June 13, 2012 at 03:22 PM · If, as you say, you have a reamer, I would suggest you seriously consider purchasing and installing Pegheds (or Knilling Planetary Pegs) and your question will vanish. You could lose the fine tuners, even the E tuner, with the geared pegs.
June 13, 2012 at 05:24 PM · @Lyndon, I think it's always a question whether to take one's violin to a repairman. There are a few things that fall into the category of non-invasive violin maintenance that we do ourselves as players, and doping one's pegs seems to fall into that category for many players, as does changing your E string when it breaks. Reaming your pegbox, that's a different story; that's invasive.
I'm curious to learn David's rationale for the prohibition on fine abrasives. Is the concern that the peg socket wear away slowly?
June 13, 2012 at 06:54 PM · Both socket and peg wear. Pegs might be considered disposable, but when they wear, shoulders form, so the wear in the socket is no longer a uniform taper, and the holes require reaming to bring them back to the correct shape. So in addition to the abrasive wear on the socket, you have more reaming required to reshape the socket.
It’s not a big deal, just one of many little things which can help keep things working better longer, lower repair costs, and keep things closer to original.

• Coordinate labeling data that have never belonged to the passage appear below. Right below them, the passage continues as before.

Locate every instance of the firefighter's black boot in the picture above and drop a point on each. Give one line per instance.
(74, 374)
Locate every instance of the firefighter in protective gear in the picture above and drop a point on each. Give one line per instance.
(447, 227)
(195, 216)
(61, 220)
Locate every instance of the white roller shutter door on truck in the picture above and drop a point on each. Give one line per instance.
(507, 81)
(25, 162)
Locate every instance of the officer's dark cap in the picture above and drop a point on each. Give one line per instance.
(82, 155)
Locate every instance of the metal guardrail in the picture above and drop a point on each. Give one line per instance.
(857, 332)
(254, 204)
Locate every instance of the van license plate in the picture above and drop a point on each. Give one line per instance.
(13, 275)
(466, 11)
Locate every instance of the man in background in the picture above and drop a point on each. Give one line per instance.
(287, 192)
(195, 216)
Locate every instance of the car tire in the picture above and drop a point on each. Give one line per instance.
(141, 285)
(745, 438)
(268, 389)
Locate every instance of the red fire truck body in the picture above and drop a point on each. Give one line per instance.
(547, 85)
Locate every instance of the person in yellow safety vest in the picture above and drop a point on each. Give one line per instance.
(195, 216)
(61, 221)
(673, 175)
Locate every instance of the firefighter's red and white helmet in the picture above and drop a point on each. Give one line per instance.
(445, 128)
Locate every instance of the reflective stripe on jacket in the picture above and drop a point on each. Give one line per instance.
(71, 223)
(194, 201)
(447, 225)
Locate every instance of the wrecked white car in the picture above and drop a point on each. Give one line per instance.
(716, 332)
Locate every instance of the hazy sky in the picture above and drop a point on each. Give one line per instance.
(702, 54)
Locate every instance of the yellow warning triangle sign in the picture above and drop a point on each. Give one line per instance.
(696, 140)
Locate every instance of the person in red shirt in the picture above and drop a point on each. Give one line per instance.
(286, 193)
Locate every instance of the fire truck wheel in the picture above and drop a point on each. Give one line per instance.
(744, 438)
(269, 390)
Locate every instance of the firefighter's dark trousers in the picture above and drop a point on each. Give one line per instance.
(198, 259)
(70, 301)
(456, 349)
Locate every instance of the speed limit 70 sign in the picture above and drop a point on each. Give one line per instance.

On a cheap fiddle, don’t worry about it.
June 13, 2012 at 08:16 PM · @David, thank you kindly for that advice. At the next string purchase I'll see what is available at Brobst violins.
June 14, 2012 at 05:08 PM · David, I had not considered the possibility of shoulders forming on the peg, that seems pretty extreme but you've got the experience to know whether this is happening to your repair customers. My personal feeling is that if you need to dope your pegs more than a few times a year then something is wrong. It might be more of an issue for people who travel with their violins or who perform a lot.
June 21, 2012 at 05:52 PM · I tune every day, and I always start by tuning the string flat by turning the peg toward me. Then tune up to the proper pitch. While I tune flat, I am lightly pulling the peg out of the peg box slightly so I can gauge how sticky it it is, then when I tune up, I lightly push in, but only just enough that I know the peg won't slip. But everyday, I get to feel how the pegs are sticking in the peg box, so when the weather changes I notice pegs that are looser or tighter than I left them. I don't see the need for dope or soap or chalk with this method, wood naturally lubricates, doesn't it? But I defer to the repair guys to correct me if they see this as a bad practice.
June 21, 2012 at 06:14 PM · Is it true that rosewood pegs are naturally oily and hence cause less problems than ebony or boxwood ? This natural oil supposedly acts as a lubricant and makes for smoother turning of the pegs.
June 21, 2012 at 08:33 PM · I wouldn;t call it oily. There is a resin in the wood that some people think makes them superior for tuning purposes. Bad mouthing someones favorite wood is like booing someones favorite team. You will raise some hackels most certainly. As a wood turner and former guitar maker I've worked a lot of rosewood. Not only do the samples of rosewood vary immensely but it's much softer as a peg wood than many think, which just might nullify the resin thing.
June 22, 2012 at 08:06 PM · Knilling Perfection Pegs, you will never turn back
June 24, 2012 at 11:27 PM · the densest rosewood is supposed to match ebony, i cant speak for the lightest rosewood but its still a whole heck of a lot denser than boxwood. isnt it?? [Flag?]
If you are talking about African Blackwood which is a dalbergia, yes it is as hard as ebony. All of the other woods that are commonly called rosewood that are used for pegs are not that hard and in my estimation and aren't as dense as real buxux buxus boxwood.
April 16, 2013 at 12:06 AM · Thank You, this has helped a lot!
April 16, 2013 at 05:11 AM · Fit Wittner geared pegs. They have an 8.5:1 gear ratio and never slip.